Puede que por primera vez desde que abandonaron el Enclave, los tres adolescentes actuaran con genuina preocupación.

—¡Quietos! ¡Esperad! ¡Eh! —gritaron mientras corrían ladera abajo hacia los chicos.

Sin embargo, eran demasiados. Mel sintió que el corazón se le encogía en el pecho. ¿Qué podían hacer, habiendo tantos? Algunos de ellos serían incapaces de oírlos. De hecho, parecía que ninguno en absoluto los escuchaba. Porque no se detuvieron y no esperaron. Seguían avanzando, como conducidos por un impulso que no pudiesen controlar. No parecieron reparar en los recién llegados, ni siquiera cuando Mel y los chicos corrieron hasta colocarse ante ellos.

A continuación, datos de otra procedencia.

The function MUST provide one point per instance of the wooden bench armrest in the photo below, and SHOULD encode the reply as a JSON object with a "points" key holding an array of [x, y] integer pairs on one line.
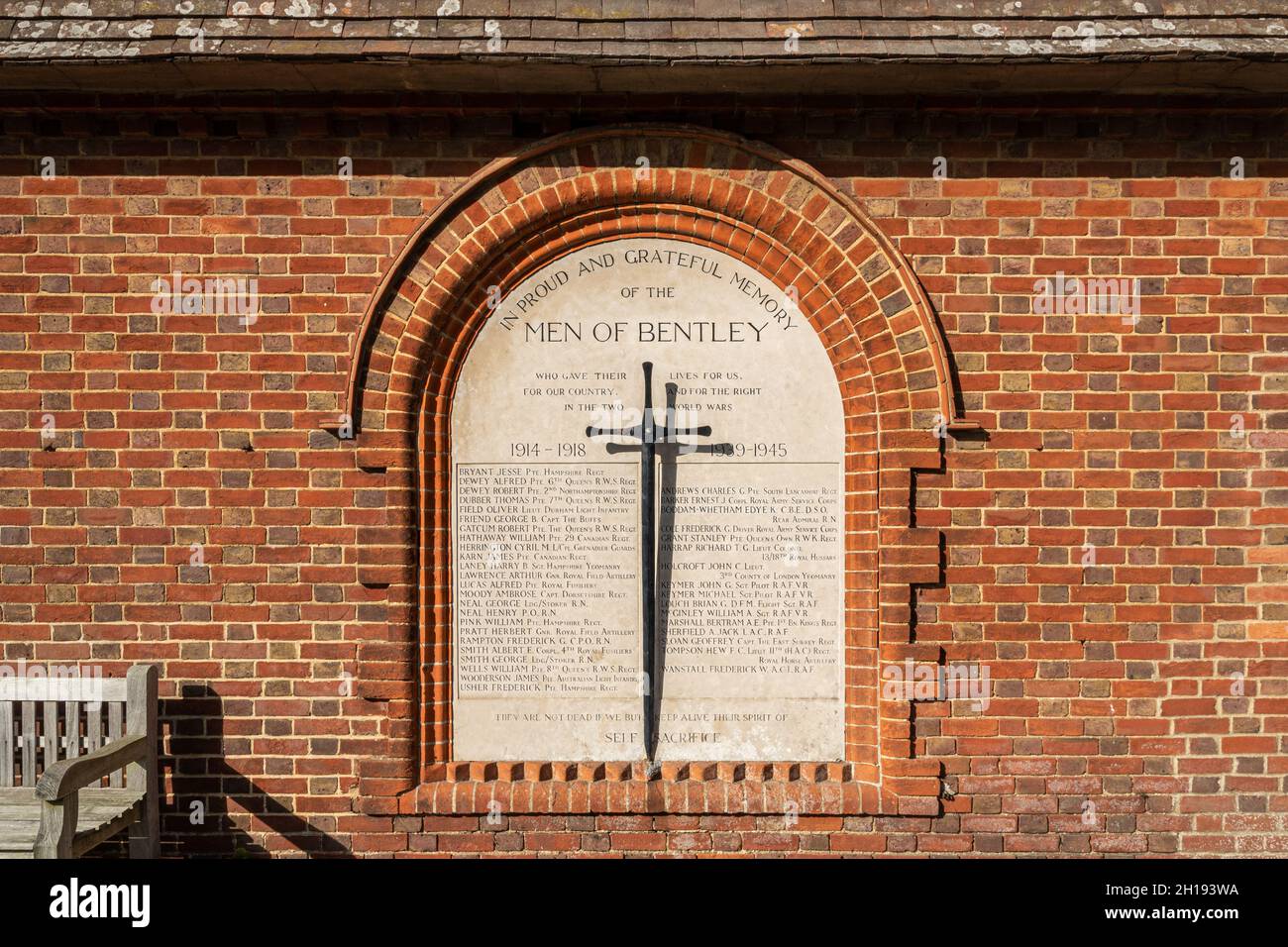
{"points": [[65, 777]]}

—¡Tenéis que parar! ¡Volved por donde habéis venido! Escuchadnos. Por ahí vais directos hacia los alienígenas. —Travis y Antony hacían aspavientos con los brazos, enfrentando a la muchedumbre con la cruda realidad, gritando como profetas en la naturaleza—. Son cosechadores. Son esclavistas. Volved. Si seguís adelante, los alienígenas os convertirán en esclavos. Deteneos. Esperad. Escuchadnos.

Aquello no iba a funcionar.

Mel pensó que eran como el rey Canuto
[2]
intentando contener la marea. Antony y Trav tenían buenas intenciones, pero también límites. Y era más fácil convencer a una persona que a cien.

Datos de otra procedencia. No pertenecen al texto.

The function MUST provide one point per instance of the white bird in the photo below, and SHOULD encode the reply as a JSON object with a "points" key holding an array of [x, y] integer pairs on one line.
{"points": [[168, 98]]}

La multitud no parecía tener ningún líder propiamente dicho, del mismo modo que un rebaño de ovejas, pero había varios adolescentes de mayor edad que avanzaban unos pasos por delante del resto. Quizá tuviesen alguna influencia. Mel corrió hacia uno de ellos, una chica con el pelo color caoba enmarañado y el labio ensangrentado, que llevaba a un niño pequeño y sollozante seguida por otros tantos. Mel se interpuso en su camino.

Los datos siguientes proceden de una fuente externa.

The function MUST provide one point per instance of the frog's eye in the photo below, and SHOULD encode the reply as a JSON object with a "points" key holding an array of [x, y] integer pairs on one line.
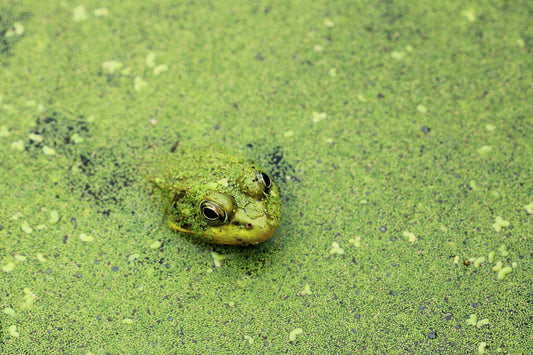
{"points": [[264, 181], [213, 213], [217, 208]]}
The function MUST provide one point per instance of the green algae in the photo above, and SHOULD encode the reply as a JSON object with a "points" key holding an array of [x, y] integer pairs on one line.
{"points": [[406, 140]]}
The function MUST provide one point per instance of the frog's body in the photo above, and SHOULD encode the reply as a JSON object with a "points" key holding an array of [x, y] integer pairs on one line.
{"points": [[217, 195]]}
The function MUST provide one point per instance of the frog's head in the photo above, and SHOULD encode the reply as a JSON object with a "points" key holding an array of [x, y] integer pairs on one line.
{"points": [[236, 209]]}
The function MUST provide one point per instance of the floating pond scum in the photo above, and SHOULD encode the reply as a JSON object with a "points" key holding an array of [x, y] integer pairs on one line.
{"points": [[398, 134]]}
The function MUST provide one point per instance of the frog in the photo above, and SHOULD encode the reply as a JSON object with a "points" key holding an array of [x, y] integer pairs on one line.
{"points": [[217, 195]]}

—Escuchadnos. No podéis seguir por aquí. Es peligroso. Los alienígenas… —Se estremeció. El rostro de la chica no tenía ninguna expresión. Otra de las chicas tenía la mirada muerta. No parecían conscientes, ni siquiera vivas. Eran zombis, autómatas. Mel miró a los niños que las acompañaban y comprobó que su estado era el mismo. Como Jessica después de la enfermedad. Pero a Jessica habían conseguido traerla de vuelta—. Podemos ayudaros si nos escucháis —gritó Mel a una de las chicas mientras la sujetaba por los hombros. Pero la chica se sacudió de encima a Mel y continuó su camino, como una máquina sujeta a un programa.

Más adelante, en la fila, Travis y Antony estaban teniendo el mismo poco éxito a la hora de detener el imparable avance. La horda de jóvenes era como una marea avanzando sobre ellos, una corriente que no podían detener ni desviar. Se vieron limitados a gritar, a hacer gestos, a correr de un joven a otro, a sujetarlos de los brazos, a sacudirlos de los hombros. No sirvió para nada. Era como intentar despertar a los muertos.

En mitad de la multitud, los adolescentes volvieron a reunirse.

—Travis, esto es horrible —dijo Mel a la vez que le recorría un escalofrío—. Es como si les hubiesen borrado la mente.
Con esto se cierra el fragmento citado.